Era lógico que fuera en las ciudades más grandes e importantes del Imperio donde las comunidades cristianas llegaran a ser más numerosas, hubiera más clero, se establecieran sedes episcopales (es decir, con la presencia de un obispo) – convirtiéndose así en centros de autoridad de los que dependían las otras comunidades cristianas existentes en sus territorios circundantes – y, por consiguiente, en las que se desarrollara una organización más elaborada mediante la creación de estructuras pastorales y de administración. Este proceso, que se verificó en la formación e institución de las diócesis de los primeros siglos, asumiría un desarrollo peculiar en el caso de Antioquía, Alejandría y Constantinopla, que llegarían a ser tan importantes que acabarían convirtiéndose – juntamente con Jerusalén, aunque por otro motivo, y Roma, en Occidente – en sedes de los primeros patriarcados de la historia de la Iglesia. Cinco patriarcados – de ahí el nombre de “Pentarquía” (= el gobierno de los cinco) – de los cuales cuatro estaban en Oriente.

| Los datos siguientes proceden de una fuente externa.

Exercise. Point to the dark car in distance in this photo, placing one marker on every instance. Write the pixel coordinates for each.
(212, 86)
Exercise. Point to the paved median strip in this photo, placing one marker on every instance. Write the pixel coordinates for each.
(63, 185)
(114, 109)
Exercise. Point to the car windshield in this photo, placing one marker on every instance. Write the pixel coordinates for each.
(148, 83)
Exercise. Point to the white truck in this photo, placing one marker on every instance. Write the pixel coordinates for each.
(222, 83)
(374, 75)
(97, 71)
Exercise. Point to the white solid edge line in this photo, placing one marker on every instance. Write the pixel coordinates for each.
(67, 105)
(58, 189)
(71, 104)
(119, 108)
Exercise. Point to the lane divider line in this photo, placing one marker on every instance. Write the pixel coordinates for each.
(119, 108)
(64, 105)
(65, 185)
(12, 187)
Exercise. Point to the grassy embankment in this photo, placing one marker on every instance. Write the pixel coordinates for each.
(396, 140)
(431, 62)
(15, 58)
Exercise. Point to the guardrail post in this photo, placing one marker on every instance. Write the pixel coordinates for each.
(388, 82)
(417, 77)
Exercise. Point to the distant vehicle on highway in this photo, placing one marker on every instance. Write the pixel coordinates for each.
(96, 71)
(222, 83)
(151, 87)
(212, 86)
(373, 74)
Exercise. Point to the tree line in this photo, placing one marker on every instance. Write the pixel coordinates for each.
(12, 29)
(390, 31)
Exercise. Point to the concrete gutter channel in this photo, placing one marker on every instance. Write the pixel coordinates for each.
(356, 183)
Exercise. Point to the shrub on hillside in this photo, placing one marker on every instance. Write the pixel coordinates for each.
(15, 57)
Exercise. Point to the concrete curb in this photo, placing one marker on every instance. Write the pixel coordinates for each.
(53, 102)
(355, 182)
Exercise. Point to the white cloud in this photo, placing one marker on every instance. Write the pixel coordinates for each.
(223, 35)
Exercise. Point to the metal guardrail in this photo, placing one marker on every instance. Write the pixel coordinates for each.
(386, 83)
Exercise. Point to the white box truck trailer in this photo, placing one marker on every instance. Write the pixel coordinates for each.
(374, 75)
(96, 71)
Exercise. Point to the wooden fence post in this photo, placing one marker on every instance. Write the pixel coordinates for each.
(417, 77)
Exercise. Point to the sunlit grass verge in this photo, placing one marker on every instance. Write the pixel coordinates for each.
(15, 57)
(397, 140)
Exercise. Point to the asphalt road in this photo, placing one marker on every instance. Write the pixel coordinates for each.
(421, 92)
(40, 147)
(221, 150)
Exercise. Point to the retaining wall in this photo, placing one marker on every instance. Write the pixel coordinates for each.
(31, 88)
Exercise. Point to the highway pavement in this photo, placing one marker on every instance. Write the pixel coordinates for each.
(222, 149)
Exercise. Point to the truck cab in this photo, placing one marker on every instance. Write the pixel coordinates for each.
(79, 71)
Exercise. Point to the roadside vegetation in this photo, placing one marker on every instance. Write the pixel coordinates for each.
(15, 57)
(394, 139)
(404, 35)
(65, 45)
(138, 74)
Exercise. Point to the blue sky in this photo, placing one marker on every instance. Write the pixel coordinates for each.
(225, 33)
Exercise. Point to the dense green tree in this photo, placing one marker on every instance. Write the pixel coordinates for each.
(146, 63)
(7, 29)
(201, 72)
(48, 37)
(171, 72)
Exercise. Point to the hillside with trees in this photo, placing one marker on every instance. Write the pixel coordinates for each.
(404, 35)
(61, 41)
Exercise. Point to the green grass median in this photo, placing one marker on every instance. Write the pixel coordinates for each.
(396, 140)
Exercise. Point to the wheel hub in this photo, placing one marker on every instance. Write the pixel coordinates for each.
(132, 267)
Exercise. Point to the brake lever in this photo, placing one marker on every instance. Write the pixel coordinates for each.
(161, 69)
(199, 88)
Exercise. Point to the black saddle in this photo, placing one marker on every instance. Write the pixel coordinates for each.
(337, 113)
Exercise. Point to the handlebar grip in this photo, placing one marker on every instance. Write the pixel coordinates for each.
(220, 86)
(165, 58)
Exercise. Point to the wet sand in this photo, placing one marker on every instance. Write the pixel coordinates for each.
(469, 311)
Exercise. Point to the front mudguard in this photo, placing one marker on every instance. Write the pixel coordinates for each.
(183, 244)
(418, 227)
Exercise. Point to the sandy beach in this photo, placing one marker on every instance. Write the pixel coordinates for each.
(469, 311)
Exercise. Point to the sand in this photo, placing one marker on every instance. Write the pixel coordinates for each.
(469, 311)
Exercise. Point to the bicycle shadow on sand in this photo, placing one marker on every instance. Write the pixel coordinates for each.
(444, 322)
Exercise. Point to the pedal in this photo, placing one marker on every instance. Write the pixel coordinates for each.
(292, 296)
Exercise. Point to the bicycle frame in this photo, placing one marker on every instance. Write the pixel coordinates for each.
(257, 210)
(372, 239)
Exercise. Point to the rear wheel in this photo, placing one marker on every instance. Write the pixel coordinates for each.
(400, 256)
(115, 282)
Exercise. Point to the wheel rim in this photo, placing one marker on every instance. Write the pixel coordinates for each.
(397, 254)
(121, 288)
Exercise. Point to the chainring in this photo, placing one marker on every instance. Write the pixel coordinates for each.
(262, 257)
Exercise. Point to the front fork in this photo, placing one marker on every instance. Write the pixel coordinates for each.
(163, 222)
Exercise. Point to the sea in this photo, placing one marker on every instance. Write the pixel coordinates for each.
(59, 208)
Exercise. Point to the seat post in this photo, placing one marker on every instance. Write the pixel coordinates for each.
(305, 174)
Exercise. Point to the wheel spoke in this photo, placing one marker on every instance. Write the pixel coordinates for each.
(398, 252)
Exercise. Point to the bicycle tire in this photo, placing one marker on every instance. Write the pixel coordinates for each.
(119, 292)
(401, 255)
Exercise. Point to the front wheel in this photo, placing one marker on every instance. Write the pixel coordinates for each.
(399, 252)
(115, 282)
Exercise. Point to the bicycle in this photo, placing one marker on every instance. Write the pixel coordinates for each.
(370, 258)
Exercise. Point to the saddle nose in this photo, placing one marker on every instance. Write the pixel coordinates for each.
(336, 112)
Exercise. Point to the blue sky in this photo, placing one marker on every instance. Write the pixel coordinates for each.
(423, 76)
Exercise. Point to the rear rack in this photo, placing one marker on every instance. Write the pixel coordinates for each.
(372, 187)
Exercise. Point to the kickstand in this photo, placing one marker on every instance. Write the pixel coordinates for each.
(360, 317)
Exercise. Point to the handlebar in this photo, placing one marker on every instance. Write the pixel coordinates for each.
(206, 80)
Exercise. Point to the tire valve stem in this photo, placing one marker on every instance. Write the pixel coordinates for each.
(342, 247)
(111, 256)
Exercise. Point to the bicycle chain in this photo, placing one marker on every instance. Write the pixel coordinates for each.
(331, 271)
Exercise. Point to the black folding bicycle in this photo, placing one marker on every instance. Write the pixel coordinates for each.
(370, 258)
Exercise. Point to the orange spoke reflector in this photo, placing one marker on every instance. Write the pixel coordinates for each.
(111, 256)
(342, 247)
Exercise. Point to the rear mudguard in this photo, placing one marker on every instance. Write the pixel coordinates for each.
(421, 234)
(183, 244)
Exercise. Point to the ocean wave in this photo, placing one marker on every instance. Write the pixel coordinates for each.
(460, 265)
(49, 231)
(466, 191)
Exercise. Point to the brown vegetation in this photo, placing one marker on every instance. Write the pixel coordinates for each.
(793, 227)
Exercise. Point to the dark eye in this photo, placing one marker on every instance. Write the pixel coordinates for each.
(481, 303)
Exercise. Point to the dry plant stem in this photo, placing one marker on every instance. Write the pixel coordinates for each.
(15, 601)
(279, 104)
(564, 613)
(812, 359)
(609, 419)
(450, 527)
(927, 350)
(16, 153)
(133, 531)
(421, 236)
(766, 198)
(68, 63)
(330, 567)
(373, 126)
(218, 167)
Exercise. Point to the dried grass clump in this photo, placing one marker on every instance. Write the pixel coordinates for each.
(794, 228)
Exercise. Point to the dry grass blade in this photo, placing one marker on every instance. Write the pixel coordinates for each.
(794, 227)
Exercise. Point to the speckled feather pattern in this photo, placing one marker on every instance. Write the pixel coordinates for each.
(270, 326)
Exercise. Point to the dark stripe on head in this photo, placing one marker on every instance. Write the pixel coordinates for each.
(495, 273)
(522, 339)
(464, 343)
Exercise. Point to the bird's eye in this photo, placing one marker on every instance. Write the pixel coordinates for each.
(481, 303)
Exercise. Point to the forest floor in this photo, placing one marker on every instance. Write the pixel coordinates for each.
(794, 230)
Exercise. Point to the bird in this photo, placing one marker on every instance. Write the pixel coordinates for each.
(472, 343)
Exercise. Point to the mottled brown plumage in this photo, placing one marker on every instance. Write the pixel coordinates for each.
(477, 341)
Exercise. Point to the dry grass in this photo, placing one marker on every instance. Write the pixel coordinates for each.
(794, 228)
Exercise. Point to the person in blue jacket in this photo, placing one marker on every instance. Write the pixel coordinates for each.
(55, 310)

En ese proceso de configuración de la Pentarquía desempeñan un papel fundamental los cánones 6 y 7 del Concilio I de Nicea (año 325) y el canon 3 del Concilio I de Constantinopla (año 381).
Los patriarcados, desde el punto de vista de la eclesiología (disciplina de la teología que se ocupa del estudio de la naturaleza y misión de la Iglesia en el designio salvífico de Dios), constituyen la más completa y elevada expresión de la Iglesia en la Antigüedad cristiana. Abarcaban extensísimos territorios – de hecho, como se puede comprobar en el mapa adjunto, casi todo el mundo cristiano de aquel tiempo estaba distribuido entre ellos – cuya homogeneidad era proporcionada precisamente por la pertenencia a una misma y específica tradición eclesial.
A la cabeza del patriarcado, y como obispo de la sede del mismo, se sitúa el patriarca, que, desde el punto de vista canónico (= legislación eclesiástica), es la máxima autoridad en su Iglesia y bajo el cual están todos los obispos de la misma. Sin embargo, el patriarca ejerce normalmente su autoridad de manera sinodal, es decir, en comunión y corresponsabilidad con los demás obispos de su Iglesia. Del mismo modo, y aunque desde los comienzos del cristianismo todas las Iglesias reconocieron una primacía espiritual y moral al obispo de la Iglesia de Roma – germen de lo que será el Papado –, por ser el sucesor de san Pedro – a quien Jesús había constituido “roca” de la Iglesia y otorgado el “poder de las llaves” – no es menos cierto que a propósito de las cuestiones más importantes, sobre todo en materia de doctrina de la fe, se requería el consenso de los cinco patriarcas (para que ahora vengan a vendernos un sucedáneo de sinodalidad como una novedad en la Iglesia).